RAMOS HORTA: "TIMOR LESTE JAMAIS VOLTARÁ AS COSTAS AOS REFUGIADOS"
   
DILI, Timor-Leste, 12 de janeiro (ACNUR) -Numa cerimónia repleta de lembranças pessoais, o presidente de Timor Leste, José Ramos-Horta, agradeceu ao Alto Comissariado das Nações Unidas para os Refugiados (ACNUR) pela assistência prestada ao seu país, especialmente durante as crises humanitárias dos primeiros anos da independência.
Ramos Horta, que convocou a reunião para o palácio presidencial para assinalar o encerramento do escritório do ACNUR de Dili, prometeu que seu país nunca virará as costas aos refugiados, pois ele e muitos dos seus compatriotas passaram pela experiência do exílio.

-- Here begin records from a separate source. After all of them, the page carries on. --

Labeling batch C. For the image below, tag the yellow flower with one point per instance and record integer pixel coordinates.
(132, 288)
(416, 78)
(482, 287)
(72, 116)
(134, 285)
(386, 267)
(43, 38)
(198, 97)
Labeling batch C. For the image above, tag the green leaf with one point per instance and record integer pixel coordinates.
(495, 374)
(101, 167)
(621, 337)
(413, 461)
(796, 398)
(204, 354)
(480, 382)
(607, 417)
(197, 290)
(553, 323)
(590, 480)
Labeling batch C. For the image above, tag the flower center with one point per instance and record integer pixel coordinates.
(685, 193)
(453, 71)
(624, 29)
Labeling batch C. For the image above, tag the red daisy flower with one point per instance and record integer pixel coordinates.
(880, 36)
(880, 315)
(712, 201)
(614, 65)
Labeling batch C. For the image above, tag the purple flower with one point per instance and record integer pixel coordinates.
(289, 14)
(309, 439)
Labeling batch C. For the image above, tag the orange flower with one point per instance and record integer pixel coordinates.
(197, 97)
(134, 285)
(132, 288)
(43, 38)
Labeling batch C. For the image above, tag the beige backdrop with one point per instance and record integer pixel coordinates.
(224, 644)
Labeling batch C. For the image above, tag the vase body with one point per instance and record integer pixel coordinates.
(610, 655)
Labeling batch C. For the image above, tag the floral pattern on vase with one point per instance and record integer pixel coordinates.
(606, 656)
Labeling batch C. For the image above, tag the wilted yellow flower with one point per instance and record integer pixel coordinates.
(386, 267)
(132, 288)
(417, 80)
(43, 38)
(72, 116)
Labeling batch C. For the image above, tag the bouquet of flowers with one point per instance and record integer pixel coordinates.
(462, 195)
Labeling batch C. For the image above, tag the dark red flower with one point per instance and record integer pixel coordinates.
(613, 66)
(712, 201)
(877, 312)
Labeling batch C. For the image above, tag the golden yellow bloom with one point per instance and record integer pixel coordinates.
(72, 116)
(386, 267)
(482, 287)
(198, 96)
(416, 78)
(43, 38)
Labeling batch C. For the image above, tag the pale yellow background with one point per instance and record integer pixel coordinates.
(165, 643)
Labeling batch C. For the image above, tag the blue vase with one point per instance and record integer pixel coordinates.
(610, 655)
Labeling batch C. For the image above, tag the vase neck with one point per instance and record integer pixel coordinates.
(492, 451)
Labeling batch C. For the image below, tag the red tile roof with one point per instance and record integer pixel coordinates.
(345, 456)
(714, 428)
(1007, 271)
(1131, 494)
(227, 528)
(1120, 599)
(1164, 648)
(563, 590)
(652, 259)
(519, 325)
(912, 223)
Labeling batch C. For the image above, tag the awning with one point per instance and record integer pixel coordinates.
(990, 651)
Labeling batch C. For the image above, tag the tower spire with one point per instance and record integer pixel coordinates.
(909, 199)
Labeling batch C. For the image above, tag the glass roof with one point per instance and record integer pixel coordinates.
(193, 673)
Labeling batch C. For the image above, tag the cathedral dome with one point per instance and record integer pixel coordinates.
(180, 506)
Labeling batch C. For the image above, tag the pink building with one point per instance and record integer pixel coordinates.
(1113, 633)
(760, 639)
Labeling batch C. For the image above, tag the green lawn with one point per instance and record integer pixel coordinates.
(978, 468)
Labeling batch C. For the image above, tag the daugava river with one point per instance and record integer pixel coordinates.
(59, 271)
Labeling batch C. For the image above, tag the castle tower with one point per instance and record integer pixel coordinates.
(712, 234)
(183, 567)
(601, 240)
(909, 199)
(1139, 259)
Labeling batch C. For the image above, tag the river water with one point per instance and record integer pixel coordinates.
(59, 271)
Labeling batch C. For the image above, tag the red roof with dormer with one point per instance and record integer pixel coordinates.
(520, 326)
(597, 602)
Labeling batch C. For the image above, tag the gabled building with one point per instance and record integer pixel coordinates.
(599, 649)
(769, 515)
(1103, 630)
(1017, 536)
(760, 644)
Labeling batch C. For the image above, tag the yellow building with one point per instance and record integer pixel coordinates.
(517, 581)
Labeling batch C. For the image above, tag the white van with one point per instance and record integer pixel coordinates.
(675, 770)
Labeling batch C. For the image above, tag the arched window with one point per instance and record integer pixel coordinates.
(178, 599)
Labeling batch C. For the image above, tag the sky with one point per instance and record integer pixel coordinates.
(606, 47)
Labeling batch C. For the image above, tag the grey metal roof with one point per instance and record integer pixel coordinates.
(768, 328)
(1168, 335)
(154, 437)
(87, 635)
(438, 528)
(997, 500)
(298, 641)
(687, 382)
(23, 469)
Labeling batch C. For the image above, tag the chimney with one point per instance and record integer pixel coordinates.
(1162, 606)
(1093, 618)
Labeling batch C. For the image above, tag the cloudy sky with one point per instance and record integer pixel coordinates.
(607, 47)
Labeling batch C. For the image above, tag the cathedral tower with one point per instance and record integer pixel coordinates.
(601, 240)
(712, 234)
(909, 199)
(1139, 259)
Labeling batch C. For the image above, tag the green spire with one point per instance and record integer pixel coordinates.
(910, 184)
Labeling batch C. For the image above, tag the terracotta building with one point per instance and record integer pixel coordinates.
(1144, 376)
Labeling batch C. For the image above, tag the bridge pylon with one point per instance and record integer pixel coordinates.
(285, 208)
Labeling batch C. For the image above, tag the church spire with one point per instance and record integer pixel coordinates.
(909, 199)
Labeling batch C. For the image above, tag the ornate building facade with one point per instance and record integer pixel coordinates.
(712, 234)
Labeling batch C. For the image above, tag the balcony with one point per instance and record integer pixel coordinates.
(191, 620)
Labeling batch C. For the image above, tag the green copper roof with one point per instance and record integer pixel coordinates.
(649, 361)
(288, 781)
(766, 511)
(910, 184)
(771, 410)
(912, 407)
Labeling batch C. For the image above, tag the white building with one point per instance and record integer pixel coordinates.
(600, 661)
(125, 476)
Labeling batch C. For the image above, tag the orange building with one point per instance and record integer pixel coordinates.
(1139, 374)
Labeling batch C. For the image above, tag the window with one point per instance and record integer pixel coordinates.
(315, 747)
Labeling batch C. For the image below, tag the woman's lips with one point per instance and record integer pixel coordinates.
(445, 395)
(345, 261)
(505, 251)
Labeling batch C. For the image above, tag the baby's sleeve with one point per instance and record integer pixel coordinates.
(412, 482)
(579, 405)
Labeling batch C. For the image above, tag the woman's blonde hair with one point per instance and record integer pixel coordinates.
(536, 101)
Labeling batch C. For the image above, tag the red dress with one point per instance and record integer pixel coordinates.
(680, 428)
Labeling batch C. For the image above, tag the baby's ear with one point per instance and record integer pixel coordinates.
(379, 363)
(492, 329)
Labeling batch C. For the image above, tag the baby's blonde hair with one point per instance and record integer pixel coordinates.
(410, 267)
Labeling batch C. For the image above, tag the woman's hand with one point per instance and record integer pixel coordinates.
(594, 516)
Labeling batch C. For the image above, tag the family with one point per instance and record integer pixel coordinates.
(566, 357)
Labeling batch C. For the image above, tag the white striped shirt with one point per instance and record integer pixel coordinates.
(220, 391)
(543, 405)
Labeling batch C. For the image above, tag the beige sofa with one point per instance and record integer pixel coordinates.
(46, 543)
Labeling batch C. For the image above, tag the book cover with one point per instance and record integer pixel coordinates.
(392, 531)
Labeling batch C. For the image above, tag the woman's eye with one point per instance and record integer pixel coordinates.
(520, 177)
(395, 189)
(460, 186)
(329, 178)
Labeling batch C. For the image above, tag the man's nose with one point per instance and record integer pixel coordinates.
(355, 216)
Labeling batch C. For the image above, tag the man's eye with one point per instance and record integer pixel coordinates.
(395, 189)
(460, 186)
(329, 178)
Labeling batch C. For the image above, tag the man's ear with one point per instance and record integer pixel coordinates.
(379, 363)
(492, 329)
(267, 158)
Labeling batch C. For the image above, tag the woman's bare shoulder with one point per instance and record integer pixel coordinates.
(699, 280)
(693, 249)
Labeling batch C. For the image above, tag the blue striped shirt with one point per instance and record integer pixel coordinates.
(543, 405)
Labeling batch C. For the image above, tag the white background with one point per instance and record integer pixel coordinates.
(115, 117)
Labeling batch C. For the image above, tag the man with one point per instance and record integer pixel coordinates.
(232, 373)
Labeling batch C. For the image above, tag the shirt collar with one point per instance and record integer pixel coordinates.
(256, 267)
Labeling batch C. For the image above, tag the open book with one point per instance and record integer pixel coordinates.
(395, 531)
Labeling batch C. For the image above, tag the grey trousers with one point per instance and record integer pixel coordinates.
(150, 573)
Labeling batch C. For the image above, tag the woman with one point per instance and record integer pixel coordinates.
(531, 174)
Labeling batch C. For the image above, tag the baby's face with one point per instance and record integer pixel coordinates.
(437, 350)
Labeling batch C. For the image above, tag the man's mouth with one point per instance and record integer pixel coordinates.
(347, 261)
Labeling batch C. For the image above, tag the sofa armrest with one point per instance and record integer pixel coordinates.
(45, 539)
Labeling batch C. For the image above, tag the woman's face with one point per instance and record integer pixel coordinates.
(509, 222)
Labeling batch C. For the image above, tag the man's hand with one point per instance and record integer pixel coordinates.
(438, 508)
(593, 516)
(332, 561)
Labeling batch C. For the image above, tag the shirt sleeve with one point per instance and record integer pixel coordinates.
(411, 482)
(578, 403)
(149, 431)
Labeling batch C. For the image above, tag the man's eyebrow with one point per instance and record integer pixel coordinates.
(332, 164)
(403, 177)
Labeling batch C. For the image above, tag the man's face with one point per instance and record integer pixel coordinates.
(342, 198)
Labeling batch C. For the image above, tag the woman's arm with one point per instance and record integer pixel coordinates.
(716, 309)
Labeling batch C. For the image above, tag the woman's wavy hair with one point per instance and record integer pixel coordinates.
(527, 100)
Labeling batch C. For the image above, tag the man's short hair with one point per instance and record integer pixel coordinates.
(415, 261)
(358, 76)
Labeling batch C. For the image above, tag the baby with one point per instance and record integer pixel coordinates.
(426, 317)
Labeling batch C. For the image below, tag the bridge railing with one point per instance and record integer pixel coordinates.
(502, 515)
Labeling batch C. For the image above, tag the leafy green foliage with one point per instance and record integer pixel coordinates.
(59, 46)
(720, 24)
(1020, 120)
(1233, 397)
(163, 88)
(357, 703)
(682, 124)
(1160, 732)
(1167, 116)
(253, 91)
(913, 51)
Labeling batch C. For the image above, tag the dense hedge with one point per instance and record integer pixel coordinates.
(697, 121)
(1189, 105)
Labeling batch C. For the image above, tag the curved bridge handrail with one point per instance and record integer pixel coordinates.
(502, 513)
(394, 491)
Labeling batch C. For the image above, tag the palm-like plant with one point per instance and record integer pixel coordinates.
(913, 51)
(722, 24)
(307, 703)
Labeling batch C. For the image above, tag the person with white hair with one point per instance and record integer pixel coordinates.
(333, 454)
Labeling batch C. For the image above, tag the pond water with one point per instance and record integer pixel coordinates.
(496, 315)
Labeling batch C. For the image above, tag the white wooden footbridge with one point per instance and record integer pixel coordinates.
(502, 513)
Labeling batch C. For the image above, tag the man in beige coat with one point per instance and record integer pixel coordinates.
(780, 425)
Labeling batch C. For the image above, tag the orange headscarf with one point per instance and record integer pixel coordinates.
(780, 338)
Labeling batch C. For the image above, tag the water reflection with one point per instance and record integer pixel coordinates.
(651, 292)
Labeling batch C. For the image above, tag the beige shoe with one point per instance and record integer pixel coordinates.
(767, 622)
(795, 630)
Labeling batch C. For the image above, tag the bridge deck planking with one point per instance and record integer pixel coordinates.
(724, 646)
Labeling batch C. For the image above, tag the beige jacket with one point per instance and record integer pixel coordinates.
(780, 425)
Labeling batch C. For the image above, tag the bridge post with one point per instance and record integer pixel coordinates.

"Estamos sempre prontos para assumir as nossas responsabilidades", disse. "Esta é a melhor maneira de agradecer ao ACNUR e a todos os países que acolheram os nossos refugiados durante todos estes anos".
O presidente, que passou mais de duas décadas como refugiado nos Estados Unidos e na Austrália, entre 1975 e 1999, disse que o encerramento do escritório do ACNUR após 12 anos de funcionamento é um sinal de que o Timor Leste superou os problemas humanitários enfrentados durante os primeiros anos. "É uma ótima notícia", concluíu.
O ACNUR abriu o seu escritório no país em maio de 1999, pouco antes do violento referendo sobre a independência, ocorrido em agosto desse ano, levar quase 250 mil pessoas a fugirem para Timor Oeste. Posteriormente, o ACNUR ajudou 220 mil refugiados a retornar às suas casas e trabalhou no sentido da reconciliação, enquanto Timor Leste caminhava rumo à independência. Em maio de 2002, tornou- se o mais novo país do século XXI e o 191º membro da ONU.
James Lynch, coordenador regional do ACNUR para o sudeste asiático, congratulou- se pelas "incríveis conquistas" do país, mencionando que Timor Leste é um dos poucos países da região que assinou a Convenção da ONU de 1951 sobre o Estatuto do Refugiado. "Embora praticamente não haja refugiados e requerentes de asilo aqui, o país tem uma legislação nacional válida para processar essas solicitações", disse durante a cerimónia.
Durante uma nova emergência em 2006, o ACNUR assistiu rapidamente 150 mil pessoas deslocadas dentro de país fragilizado devido à violência de gangues, saques e incêndios.
Tanto Ramos-Horta como Lynch homenagearam três funcionários do ACNUR - Samson Aregahegn, Carlos Caceres e Pero Simundza - assassinados em Atambua, no Timor Oeste, em setembro de 2000.
Com o encerramento do escritório do ACNUR em Dili, o escritório regional em Bangkok continuará a trabalhar com o governo e a sociedade civil timorense para proteger os refugiados e requerentes de asilo no país.